25 : Le Parti communiste et les classes dans la société capitaliste

Pour que, dans un pays, le prolétariat puisse vaincre, il faut qu’il soit uni et organisé, qu’il ait son parti communiste qui voie clairement où mène le capitalisme, qui comprenne la vraie situation politique et les vrais intérêts de la classe ouvrière, qui lui explique cette situation, le mène à la bataille et dirige le combat.

Jamais aucun parti n’a groupé dans ses rangs tous les membres d’une classe : nulle classe n’a encore atteint un pareil degré de conscience. Ordinairement, entrent dans un parti les membres les plus avancés d’une classe, les plus conscients de leurs intérêts de classe, les plus hardis, les plus énergiques, les plus tenaces dans la lutte. Aussi, ce parti est-il toujours bien moins nombreux que la classe qu’il défend. Mais comme le parti défend précisément la classe, il a ordinairement le rôle dirigeant. Il dirige toute la classe, et la lutte des classes pour le pouvoir prend la forme d’une lutte des partis politiques pour le pouvoir. Pour comprendre la nature des partis politiques, il faut examiner la situation des différentes classes de la société capitaliste. Cette situation détermine des intérêts de classe, dont la défense constitue précisément la tâche essentielle des partis politiques.

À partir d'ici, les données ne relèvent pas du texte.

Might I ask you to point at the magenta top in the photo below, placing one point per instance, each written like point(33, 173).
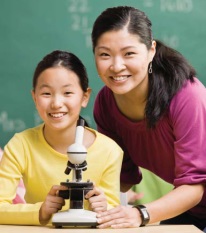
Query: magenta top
point(175, 149)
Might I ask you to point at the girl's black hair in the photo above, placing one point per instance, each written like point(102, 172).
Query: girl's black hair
point(170, 68)
point(64, 59)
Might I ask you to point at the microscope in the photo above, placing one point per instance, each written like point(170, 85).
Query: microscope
point(76, 215)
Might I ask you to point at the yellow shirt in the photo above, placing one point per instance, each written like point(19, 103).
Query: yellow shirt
point(28, 156)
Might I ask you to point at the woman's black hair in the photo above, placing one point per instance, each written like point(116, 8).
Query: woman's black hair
point(170, 69)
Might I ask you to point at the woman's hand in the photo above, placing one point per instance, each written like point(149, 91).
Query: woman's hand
point(97, 200)
point(119, 217)
point(52, 204)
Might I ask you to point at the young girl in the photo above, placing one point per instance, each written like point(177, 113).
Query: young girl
point(154, 107)
point(39, 155)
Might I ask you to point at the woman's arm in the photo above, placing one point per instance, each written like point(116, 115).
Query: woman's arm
point(172, 204)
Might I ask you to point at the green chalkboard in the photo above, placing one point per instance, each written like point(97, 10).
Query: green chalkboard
point(29, 29)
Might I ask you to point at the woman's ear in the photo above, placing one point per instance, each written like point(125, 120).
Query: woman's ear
point(153, 50)
point(86, 97)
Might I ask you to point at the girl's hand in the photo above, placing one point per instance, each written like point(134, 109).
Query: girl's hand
point(97, 200)
point(52, 204)
point(119, 217)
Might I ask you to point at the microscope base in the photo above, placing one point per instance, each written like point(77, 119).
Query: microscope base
point(75, 218)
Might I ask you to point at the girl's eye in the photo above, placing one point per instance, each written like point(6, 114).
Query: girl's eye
point(104, 55)
point(130, 53)
point(68, 93)
point(46, 93)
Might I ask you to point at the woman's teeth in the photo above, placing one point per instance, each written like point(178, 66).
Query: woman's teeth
point(120, 78)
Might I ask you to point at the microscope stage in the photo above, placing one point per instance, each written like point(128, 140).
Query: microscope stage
point(75, 217)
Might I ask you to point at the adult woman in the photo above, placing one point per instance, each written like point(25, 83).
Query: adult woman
point(156, 111)
point(39, 155)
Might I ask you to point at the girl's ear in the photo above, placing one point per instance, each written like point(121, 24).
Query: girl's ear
point(86, 97)
point(33, 96)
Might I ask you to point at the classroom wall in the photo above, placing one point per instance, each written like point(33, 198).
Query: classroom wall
point(29, 29)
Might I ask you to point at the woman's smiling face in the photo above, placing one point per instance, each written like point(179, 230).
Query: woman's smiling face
point(122, 61)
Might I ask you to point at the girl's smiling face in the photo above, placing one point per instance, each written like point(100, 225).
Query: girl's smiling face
point(122, 61)
point(59, 97)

Les propriétaires fonciers. — Dans la première période du développement capitaliste, la culture était basée sur le travail de paysans à moitié esclaves. Les propriétaires leur donnaient la terre dont ils payaient le fermage, soit en nature (par exemple la moitié des fruits), soit en argent. La classe propriétaire était intéressée à ce que les paysans n’aillent pas dans les villes, elle s’opposait à toute innovation, afin de conserver dans le village des rapports de demiesclavage; aussi, était-elle contraire au développement de l’industrie. Ces propriétaires, qui possédaient d’anciens biens nobiliaires, ne s’occupaient pas eux-mêmes, pour la plupart, de leur exploitation et vivaient, en parasites, du travail de leurs paysans. Par suite, les partis des propriétaires fonciers ont toujours été et sont encore les piliers de la plus noire réaction : ils tendent partout à la restauration de l’ancien régime, avec la domination des propriétaires etdu tsar, avec la prééminence de la noblesse et l’asservissement complet des paysans et des ouvriers. Ce sont les partis conservateurs ou, plus exactement, réactionnaires.

Comme les militaires, de tout temps, sont sortis des rangs des propriétaires nobles, rien d’étonnant que le parti des propriétaires soit en excellents termes avec les généraux et les amiraux. Il en est ainsi dans tous les pays.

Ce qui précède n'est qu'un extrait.